I don't think you can simply say, "the focus is repaying the family". I completely, utterly disagree that the focus is, or would have ever been, the family from the point of view of the victim.
 
@Sklivvz This is what makes the question so complicated to answer. What moral system are you applying to say that it's "a gross aberration of the golden rule"?
 
Surely nobody wants to marry their aggressor. So how can you ask someone else to do it?
 
@Sklivvz Well, the Talmud seems to have interpreted the law as allowing the victim to force the man into the marriage. I don't know if that was what the law itself intended.
 
Does it make any sense at all?
 
In many societies, that would be a huge advantage for the woman as it would allow her to "marry up".
 
9:25 PM
It Italy we would call this "climbing mirrors"
You know what rape is...
are you serious?
Effects and aftermath of rape can include both physical trauma and psychological trauma. However, physical force is not necessarily used in rape, and physical injuries are not always a consequence. Deaths associated with rape are known to occur, though the prevalence of fatalities varies considerably across the world. For rape victims the more common consequences of sexual violence are those related to reproductive health, mental health, and social wellbeing. Physical and psychological response to rape Gynecological Common consequences experienced by rape victims include: *vaginal or ana...
Most of this is surely not culture related
In other words, it has nothing to do with current vs. previous moral standards
 
@Sklivvz Yes. Rape is a serious crime, wrong and carries serious consequences.
I don't at all advocate for this particular rule to be used in modern society.
 
I meant it deeply damages people. I don't see how it could have ever been acceptable to the victim to live and, presumably, be further raped by their aggressor!?
Such a law would always have been deeply unjust and damaging for the victim. But hey. presto, it protects the family, so it's not what it seems? gulp
 
@Sklivvz In the context of the system in place before Deuteronomy, the punishment for rape was death. Which very likely meant that men were rarely prosecuted for rape.

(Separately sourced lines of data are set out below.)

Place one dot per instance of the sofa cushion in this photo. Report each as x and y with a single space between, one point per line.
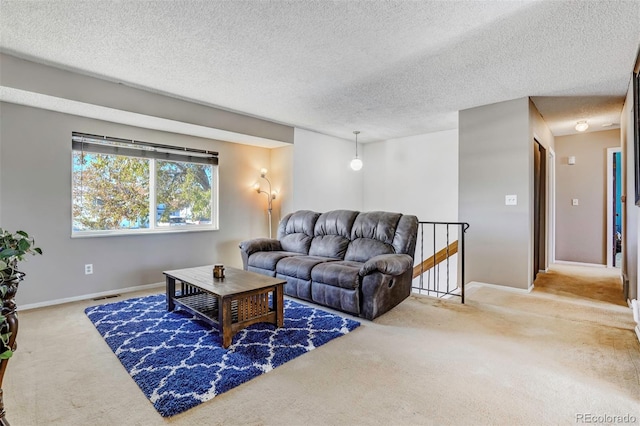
343 273
299 266
372 234
269 259
332 234
295 231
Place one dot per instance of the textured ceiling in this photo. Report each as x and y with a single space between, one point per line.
386 68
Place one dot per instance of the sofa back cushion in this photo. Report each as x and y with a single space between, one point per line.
375 233
295 231
332 234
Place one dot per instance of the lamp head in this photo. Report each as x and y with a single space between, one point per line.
581 126
356 164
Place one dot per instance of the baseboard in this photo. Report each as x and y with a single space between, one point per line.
473 284
89 296
592 265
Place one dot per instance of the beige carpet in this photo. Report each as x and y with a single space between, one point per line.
564 350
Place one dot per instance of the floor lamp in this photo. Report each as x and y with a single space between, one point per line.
270 195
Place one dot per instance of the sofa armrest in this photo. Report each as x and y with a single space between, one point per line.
390 264
260 244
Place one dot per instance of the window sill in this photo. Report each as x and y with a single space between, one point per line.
130 232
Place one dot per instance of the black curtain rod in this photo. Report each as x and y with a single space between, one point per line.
149 144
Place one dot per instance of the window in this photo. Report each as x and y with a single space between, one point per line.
124 187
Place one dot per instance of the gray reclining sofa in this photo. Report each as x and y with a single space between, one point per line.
356 262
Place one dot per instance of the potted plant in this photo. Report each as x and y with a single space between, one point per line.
13 248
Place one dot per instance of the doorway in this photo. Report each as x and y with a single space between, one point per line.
614 208
539 207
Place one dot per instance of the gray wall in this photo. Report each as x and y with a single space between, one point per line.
35 188
581 230
496 159
26 75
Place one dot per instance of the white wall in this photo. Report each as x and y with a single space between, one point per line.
414 175
630 217
322 179
581 230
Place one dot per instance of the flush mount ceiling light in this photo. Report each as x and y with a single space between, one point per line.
356 163
581 126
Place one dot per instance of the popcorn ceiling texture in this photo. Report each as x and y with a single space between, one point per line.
387 68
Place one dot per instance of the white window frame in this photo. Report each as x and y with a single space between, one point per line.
177 154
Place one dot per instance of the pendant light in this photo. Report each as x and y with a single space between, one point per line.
581 126
356 163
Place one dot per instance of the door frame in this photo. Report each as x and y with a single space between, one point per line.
551 206
610 152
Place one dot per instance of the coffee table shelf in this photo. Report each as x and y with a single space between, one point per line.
230 304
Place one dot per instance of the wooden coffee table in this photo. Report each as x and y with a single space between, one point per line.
232 303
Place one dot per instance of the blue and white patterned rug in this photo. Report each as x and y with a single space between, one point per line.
178 361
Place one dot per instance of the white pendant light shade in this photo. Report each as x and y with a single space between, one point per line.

At least, I would imagine a higher ranking man raping a lower ranking woman would not be prosecuted.
@Sklivvz Wow. That's a lot of eisegesis.
 
> You may find that petty and trivial compared to the weight of the crime, but in the culture that produced the text, it would have signaled a return of honor to the father from the perpetrator who had shamed him.
Whereas I would say
 
@Sklivvz "that" = "fifty [shekels of] silver"
 
9:38 PM
Since the original society was deeply patriarchal, the victim didn't count as much as her father, thus the law protected him and not her.
Which is, imho, a well know fact.
known*
 
@Sklivvz That's a fair reading.
 
Of course it is, but that's not what you say. You say that, actually, if you put it in context, it's somehow not petty and trivial.
"You may find that petty and trivial" ... "but in the culture that produced the text, it would have signaled a return of honor"
I think it would have been very petty and trivial, even then, for the victim
 
@Sklivvz For most, if not all, you could very well be correct. Personally, I think that no compensation would suffice for the victim of violent rape.
Society can't compensate such a woman. :-(
By the way, the Hebrew model of morality changed the ground so that sin in the community shamed the entire nation. We tend to push the Torah into a personal framework, which severely distorts things. (It's a habit I'm trying to break in myself.)